E arrivano a Gerico. E mentre egli usciva da Gerico e (con lui) i suoi discepoli e una folla numerosa , il figlio di Timeo, Bartimeo, un cieco mendicante, sedeva lungo la via. E udendo che c’era Gesù il Nazareno, cominciò a gridare e a dire: “Figlio di Davide, Gesù, abbi pietà di me!”. E molti lo rimproveravano perché tacesse; ma egli gridava molto di più: “Figlio di Davide, abbi pietà di me!”. E Gesù fermatosi disse: “Chiamatelo”. E chiamarono il cieco dicendogli: “Coraggio!

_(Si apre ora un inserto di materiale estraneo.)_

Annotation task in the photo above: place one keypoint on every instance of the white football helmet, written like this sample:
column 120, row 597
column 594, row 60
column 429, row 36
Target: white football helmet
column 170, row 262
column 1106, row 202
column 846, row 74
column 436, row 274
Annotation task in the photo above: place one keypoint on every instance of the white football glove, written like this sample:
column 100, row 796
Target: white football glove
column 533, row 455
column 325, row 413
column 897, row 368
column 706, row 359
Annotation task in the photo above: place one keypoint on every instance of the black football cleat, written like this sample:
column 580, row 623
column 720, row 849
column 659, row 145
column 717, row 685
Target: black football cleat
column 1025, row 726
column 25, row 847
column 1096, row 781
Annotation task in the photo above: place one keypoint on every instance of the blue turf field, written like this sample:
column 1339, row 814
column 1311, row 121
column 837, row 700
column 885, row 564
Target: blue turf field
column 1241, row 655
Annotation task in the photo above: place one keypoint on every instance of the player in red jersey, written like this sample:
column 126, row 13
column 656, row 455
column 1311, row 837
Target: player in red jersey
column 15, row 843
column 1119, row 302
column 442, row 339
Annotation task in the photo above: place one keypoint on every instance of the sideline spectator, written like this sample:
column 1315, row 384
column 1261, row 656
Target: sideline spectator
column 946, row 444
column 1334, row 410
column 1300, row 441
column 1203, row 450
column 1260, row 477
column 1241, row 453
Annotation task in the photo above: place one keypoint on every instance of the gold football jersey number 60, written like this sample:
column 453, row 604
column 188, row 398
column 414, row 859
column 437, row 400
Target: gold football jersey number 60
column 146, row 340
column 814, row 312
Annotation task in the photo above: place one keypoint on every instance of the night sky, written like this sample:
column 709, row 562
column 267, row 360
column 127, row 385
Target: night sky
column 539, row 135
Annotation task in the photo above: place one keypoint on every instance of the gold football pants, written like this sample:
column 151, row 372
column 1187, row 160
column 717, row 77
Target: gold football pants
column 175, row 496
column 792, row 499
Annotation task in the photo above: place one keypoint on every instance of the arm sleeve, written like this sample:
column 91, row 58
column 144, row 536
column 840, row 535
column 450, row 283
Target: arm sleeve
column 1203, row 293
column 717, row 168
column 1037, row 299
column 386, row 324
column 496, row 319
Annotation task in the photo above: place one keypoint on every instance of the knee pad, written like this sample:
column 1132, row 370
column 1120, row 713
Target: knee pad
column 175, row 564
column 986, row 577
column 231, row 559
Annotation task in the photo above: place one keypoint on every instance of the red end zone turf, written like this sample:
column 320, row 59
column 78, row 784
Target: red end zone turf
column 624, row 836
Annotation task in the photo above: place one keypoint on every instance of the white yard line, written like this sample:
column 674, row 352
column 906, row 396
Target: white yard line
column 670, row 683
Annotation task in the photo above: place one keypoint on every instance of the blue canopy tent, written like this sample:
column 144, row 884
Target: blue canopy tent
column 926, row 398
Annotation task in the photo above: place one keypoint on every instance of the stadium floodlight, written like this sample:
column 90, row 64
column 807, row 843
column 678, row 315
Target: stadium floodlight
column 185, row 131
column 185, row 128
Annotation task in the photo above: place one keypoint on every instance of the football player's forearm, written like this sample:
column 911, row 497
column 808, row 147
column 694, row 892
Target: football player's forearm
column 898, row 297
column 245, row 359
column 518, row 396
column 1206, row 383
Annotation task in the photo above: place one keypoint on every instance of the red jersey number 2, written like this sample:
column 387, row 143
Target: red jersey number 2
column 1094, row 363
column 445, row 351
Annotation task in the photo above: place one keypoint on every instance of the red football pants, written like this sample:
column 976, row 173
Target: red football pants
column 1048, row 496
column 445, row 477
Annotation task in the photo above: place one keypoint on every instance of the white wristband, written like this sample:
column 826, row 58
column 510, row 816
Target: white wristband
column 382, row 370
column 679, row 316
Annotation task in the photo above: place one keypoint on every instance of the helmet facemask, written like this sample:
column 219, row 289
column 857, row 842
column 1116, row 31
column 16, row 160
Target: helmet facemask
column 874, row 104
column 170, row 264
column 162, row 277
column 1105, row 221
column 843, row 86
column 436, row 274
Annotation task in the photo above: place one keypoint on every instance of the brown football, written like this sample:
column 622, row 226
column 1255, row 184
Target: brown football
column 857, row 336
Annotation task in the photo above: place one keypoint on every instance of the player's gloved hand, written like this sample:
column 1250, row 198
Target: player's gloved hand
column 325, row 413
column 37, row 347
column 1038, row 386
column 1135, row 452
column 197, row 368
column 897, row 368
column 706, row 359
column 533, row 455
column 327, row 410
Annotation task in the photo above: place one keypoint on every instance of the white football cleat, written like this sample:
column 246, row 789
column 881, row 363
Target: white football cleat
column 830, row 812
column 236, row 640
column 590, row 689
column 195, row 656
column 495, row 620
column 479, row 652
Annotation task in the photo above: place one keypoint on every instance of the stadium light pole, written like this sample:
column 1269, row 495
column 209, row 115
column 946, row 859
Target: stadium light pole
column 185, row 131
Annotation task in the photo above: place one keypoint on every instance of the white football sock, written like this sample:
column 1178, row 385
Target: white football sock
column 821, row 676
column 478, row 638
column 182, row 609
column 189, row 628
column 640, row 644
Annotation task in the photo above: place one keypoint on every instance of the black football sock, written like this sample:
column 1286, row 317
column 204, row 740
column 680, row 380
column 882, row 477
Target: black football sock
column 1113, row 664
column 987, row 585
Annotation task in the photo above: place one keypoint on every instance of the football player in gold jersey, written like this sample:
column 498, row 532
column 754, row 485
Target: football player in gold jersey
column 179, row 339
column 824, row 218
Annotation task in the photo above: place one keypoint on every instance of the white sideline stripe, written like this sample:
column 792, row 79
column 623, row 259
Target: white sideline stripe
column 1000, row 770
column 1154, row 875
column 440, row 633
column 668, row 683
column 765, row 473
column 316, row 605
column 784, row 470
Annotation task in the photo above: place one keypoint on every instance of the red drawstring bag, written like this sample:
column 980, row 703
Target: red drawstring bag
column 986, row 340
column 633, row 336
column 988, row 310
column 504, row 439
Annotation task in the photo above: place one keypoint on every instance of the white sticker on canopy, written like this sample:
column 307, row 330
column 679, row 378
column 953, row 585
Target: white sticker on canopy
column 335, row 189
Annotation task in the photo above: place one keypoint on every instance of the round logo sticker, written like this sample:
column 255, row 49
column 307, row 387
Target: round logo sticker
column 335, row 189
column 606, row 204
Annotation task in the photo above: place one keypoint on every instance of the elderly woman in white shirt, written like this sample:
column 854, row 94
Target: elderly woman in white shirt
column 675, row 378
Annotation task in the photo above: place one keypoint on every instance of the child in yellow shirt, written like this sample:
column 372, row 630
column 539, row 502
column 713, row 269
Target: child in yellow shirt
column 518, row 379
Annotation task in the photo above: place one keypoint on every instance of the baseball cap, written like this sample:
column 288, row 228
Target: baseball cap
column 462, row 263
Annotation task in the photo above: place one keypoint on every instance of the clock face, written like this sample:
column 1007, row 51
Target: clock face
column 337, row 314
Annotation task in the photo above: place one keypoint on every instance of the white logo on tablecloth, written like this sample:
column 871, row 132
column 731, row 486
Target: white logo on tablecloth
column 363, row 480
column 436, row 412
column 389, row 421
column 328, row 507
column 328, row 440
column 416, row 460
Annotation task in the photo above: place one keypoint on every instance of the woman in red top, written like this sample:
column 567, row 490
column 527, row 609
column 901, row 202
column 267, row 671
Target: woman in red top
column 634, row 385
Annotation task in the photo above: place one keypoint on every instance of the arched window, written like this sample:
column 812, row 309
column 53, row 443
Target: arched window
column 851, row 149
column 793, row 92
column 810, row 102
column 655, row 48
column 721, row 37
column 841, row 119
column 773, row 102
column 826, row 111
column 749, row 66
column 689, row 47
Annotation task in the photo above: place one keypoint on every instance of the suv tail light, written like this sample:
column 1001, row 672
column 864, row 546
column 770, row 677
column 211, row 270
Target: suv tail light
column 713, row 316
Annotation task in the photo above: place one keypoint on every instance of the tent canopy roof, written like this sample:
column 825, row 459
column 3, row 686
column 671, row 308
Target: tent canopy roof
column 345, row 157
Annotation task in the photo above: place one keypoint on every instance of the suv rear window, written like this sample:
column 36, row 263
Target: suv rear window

Alzati, ti chiama”. Ora egli, gettato via il mantello, balzando in piedi, venne da Gesù. E rivolgendogli la parola, Gesù disse: “Che vuoi che ti faccia?”. Ora il cieco gli disse: “Rabbunì, che (io) riacquisti la vista”. E Gesù gli disse: “Va’, la tua fede ti ha salvato”. E subito riacquistò la vista e lo seguiva nella via.  (Mc.10, 46-52)

 

Che cosa è successo a Gerico? Marco non lo dice, non è di suo interesse, ma qualcosa di bello è accaduto perché, nel momento della partenza di quel ragazzo di un villaggio lontano, lo seguiva un sacco di gente. Ci sono molti modi per meditare la scrittura: lo studio, i metodi classici e poi c’è anche la fantasia che ti porta dentro e ti fa vivere una storia che non avresti mai avuto modo di vivere… o almeno credo.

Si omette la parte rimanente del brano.